Restor8-o-Matic to treat an old radio

You're scrounging around your grandparents attic and find, under strata of dust, that old radio on which they used to listened to reports of the war. You blow, or even shovel, the dust off...look at the cord which seems intact and unfrayed...look over at the wall outlet and wonder...hmmm let's see if it still works. STOP!

It may have worked when they moved it up there, but as with many other things in life, time takes it toll on components even AND ESPECIALLY when not used. Here is what I do with a set to remove it from stasis...

I subject it to my "Restor8-O-matic"

A combination of an isolation transformer, a variac (variable AC voltage source) and a simple 3-way light bulb (plus a few fuses and meters thrown in for good measure.) This allows me to not only bring the voltage up slowly, but to monitor and control the current flow.

The reason all this is important is that as a set sits for a long period of time, filter capacitors will dry out and/or become lazy and tubes can develop shorts.

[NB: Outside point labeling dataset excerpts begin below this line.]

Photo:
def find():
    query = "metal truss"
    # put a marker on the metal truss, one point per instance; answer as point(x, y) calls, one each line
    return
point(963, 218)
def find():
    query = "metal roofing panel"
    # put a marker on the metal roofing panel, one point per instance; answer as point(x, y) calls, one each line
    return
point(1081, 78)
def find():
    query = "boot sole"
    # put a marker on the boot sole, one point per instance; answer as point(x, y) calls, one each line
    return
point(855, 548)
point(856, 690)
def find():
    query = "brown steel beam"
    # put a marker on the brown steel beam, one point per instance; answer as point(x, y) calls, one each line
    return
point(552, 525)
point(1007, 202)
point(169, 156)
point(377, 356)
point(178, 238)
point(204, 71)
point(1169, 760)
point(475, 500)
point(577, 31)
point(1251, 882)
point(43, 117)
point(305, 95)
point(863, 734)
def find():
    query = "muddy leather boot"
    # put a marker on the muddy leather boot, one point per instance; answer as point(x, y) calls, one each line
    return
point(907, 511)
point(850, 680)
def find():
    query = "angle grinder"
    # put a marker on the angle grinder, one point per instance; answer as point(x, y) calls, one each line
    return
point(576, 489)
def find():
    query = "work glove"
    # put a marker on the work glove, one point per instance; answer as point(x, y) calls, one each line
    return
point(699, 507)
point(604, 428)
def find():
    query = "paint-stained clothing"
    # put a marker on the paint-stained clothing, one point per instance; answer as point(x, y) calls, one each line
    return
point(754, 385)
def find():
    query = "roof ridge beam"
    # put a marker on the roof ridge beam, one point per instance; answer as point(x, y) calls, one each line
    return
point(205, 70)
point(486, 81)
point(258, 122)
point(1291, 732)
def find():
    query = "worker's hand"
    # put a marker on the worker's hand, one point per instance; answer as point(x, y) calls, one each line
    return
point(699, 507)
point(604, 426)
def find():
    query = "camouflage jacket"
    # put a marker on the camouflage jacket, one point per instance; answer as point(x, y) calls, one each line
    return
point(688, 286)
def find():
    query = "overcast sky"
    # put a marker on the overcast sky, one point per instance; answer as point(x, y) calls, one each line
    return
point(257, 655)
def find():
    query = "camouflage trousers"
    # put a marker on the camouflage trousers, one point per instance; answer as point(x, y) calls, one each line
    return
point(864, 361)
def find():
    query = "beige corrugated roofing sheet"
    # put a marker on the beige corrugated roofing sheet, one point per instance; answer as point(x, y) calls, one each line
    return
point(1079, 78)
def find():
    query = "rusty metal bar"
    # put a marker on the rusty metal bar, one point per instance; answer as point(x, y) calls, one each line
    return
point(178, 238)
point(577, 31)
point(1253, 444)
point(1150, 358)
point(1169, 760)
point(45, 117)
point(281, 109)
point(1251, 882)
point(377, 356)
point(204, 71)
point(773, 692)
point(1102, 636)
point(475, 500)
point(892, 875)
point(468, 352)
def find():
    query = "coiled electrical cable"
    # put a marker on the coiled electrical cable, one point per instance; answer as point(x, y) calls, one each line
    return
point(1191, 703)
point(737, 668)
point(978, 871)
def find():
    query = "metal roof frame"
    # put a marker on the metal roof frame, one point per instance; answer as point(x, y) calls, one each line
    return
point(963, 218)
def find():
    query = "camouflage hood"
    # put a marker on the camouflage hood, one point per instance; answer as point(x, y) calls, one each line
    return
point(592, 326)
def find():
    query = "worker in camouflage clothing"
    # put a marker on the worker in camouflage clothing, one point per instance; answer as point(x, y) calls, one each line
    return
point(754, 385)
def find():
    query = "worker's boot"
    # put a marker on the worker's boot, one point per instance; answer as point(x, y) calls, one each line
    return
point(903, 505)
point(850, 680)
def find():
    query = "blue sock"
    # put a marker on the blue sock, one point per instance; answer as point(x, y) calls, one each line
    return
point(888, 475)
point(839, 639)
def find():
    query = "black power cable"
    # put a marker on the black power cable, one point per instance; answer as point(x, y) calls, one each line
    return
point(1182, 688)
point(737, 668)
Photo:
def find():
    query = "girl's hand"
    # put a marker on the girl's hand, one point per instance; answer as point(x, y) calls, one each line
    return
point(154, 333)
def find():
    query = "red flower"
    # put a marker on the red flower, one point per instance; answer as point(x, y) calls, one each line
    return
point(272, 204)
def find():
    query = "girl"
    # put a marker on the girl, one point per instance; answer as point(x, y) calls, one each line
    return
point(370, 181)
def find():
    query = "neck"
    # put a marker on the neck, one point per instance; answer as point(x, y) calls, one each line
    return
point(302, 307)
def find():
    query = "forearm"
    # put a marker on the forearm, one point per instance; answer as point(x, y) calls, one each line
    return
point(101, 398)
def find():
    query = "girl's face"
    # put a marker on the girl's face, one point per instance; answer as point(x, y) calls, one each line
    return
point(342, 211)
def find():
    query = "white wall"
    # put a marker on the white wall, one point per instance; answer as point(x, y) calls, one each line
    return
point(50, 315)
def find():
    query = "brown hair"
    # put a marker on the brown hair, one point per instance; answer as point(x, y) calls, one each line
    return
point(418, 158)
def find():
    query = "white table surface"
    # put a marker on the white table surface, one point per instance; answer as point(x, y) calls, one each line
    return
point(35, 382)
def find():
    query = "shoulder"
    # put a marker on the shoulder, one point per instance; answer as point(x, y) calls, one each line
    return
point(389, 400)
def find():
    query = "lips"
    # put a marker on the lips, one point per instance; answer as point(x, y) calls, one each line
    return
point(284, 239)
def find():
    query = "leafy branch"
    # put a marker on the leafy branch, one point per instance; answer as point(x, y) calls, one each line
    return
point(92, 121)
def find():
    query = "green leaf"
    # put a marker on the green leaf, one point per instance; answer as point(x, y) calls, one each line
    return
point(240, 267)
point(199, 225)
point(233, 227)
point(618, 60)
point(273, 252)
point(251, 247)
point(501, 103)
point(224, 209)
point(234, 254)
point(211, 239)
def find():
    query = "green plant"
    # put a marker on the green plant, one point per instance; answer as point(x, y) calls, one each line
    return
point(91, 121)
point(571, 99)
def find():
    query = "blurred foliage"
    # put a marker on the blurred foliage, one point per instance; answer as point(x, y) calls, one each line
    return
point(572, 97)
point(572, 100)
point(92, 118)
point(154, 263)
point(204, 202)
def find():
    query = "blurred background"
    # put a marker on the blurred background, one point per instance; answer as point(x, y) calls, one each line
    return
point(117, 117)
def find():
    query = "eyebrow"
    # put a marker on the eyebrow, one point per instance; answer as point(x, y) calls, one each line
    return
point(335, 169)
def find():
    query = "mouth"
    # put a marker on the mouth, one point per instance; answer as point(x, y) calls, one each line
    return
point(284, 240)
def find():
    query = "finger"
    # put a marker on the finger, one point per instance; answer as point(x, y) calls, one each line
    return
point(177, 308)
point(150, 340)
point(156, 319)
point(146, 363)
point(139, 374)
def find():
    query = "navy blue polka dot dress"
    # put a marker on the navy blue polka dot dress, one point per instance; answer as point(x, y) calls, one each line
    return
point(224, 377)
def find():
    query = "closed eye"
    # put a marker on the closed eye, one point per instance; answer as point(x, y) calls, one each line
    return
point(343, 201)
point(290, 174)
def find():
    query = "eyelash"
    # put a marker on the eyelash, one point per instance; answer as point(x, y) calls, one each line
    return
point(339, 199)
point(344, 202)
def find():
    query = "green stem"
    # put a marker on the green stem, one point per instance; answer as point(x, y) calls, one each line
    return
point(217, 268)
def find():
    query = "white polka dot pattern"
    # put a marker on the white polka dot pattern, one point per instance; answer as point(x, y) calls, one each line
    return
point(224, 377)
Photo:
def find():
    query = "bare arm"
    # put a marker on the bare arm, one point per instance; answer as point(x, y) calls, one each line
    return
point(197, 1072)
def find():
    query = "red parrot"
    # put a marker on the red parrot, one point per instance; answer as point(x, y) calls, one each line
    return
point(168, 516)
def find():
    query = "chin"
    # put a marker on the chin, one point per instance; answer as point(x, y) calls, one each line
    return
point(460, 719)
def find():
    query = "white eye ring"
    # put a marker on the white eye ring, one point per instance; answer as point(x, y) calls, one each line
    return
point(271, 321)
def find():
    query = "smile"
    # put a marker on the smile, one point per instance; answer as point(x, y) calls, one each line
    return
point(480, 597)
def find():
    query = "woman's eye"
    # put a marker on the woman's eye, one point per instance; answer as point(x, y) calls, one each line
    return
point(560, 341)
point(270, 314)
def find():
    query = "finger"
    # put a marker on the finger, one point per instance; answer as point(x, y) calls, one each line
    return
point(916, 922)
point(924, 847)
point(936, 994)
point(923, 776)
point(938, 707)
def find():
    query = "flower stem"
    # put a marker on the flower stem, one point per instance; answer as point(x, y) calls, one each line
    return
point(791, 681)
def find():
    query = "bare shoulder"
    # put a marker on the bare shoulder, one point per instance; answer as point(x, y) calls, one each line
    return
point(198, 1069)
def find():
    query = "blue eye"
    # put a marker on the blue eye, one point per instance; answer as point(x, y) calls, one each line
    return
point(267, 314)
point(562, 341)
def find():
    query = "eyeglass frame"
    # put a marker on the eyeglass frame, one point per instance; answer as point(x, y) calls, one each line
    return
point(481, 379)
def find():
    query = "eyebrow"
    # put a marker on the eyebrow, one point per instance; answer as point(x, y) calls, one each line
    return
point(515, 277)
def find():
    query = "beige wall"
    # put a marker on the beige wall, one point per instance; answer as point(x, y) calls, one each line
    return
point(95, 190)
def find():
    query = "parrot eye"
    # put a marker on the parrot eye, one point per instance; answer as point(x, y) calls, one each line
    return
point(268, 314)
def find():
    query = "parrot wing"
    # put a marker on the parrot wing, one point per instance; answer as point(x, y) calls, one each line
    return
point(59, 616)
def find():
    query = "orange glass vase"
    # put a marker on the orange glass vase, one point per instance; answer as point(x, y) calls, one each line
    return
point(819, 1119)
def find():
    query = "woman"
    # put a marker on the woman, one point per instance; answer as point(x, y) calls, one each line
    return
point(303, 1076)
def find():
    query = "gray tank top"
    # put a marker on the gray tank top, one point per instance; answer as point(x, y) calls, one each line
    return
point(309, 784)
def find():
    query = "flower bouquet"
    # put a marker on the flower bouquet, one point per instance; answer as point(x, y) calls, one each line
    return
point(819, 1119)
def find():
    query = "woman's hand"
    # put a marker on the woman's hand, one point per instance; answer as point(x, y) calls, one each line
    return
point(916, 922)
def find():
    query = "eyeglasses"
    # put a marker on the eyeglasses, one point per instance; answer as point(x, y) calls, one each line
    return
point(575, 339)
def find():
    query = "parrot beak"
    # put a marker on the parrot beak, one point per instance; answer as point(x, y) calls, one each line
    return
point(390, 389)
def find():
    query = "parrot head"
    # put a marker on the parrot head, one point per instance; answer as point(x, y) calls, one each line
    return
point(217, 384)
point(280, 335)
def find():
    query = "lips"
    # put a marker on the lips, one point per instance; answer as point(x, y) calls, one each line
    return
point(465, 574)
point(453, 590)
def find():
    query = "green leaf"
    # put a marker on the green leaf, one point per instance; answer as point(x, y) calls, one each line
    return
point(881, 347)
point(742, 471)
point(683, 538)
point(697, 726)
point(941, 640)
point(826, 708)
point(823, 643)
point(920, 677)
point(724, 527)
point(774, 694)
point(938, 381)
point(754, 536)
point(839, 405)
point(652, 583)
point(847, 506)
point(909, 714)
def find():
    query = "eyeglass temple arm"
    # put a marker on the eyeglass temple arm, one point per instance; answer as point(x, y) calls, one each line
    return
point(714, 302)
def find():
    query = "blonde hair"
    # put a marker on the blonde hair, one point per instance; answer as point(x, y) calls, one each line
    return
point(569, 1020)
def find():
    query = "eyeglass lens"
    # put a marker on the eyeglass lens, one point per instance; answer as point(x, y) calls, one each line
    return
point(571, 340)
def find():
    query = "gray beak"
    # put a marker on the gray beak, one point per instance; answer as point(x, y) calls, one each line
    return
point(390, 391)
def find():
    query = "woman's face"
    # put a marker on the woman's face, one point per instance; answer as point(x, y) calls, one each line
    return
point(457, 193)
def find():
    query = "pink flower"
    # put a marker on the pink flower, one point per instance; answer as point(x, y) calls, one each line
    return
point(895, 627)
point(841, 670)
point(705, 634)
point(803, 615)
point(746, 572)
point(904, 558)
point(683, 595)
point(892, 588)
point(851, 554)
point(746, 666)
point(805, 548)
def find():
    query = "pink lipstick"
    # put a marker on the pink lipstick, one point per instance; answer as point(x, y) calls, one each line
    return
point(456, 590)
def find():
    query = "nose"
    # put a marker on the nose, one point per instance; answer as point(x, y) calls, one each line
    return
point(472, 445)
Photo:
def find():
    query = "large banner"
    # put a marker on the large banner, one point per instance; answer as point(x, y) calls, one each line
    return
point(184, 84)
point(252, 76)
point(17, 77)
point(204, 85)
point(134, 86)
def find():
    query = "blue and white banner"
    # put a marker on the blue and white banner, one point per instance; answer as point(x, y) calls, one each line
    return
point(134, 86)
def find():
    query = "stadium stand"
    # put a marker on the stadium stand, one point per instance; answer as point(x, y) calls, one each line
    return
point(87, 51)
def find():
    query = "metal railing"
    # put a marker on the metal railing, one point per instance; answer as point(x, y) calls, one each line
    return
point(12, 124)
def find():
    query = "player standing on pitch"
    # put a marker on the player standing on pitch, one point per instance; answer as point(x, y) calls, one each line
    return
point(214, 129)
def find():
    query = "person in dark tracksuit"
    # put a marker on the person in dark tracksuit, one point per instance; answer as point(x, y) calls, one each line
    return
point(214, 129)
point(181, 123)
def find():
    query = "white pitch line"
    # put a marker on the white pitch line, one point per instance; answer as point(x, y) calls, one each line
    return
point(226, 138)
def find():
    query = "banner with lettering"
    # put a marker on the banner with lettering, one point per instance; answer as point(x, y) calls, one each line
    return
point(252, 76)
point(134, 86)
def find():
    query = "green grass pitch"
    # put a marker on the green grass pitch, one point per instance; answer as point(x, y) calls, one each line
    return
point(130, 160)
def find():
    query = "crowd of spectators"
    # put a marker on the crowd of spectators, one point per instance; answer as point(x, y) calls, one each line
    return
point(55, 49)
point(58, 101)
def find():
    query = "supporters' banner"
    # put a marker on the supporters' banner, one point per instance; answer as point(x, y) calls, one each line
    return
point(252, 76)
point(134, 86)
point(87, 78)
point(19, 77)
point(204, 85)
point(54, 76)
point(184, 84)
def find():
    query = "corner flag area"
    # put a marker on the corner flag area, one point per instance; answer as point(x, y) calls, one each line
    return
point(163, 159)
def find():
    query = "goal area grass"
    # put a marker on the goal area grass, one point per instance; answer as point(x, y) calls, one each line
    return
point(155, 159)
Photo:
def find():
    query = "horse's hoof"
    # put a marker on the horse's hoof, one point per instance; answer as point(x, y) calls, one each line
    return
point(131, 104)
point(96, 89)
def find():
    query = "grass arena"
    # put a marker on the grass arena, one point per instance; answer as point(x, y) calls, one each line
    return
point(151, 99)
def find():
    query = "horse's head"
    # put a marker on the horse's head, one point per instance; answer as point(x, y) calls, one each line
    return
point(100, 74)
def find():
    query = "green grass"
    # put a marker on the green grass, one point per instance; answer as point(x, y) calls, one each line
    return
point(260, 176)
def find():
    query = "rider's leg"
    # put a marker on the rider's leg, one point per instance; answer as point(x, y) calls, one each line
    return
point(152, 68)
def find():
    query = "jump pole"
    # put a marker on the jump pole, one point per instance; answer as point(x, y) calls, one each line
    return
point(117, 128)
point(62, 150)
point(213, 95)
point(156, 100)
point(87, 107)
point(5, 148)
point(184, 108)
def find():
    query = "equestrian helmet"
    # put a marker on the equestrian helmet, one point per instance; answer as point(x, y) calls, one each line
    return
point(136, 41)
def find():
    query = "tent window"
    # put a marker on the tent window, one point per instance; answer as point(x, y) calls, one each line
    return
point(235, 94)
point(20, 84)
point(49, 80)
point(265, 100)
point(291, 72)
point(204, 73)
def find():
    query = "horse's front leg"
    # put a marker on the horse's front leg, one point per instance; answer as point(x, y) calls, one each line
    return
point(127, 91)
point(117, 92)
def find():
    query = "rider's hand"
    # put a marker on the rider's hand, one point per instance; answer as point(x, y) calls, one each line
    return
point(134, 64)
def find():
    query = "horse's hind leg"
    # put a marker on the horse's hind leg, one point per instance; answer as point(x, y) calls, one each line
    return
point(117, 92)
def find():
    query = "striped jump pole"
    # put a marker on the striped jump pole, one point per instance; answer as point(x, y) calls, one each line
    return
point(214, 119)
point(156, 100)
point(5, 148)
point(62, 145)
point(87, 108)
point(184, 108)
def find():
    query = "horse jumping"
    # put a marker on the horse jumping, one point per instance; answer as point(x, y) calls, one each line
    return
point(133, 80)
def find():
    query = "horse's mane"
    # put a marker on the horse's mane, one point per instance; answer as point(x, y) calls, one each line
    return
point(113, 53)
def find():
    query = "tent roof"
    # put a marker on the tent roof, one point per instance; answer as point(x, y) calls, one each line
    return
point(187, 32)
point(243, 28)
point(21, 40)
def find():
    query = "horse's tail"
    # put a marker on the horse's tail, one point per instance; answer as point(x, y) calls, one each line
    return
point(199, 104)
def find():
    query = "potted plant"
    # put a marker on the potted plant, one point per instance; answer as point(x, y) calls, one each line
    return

Capacitors are like rechargeable batteries, if they haven't been charged for a long time, they tend to forget what it's like and they can be shocked and short out.
This is where the light bulb comes in, if they do short all the current goes to the bulb and doesn't damage other components. Like valuable hard to replace transformers.

Also pictured above is my Sprague Model TO-6A Tel-Ohmike Capacitor Analyzer which measures leakage and other characteristics of capacitors. Next to that, my homemade 'Capacitor Mastorbator' which I use as a controlled voltage/current supply for individual capacitors. It has a switchable 0-150 and 0-450 VDC meter.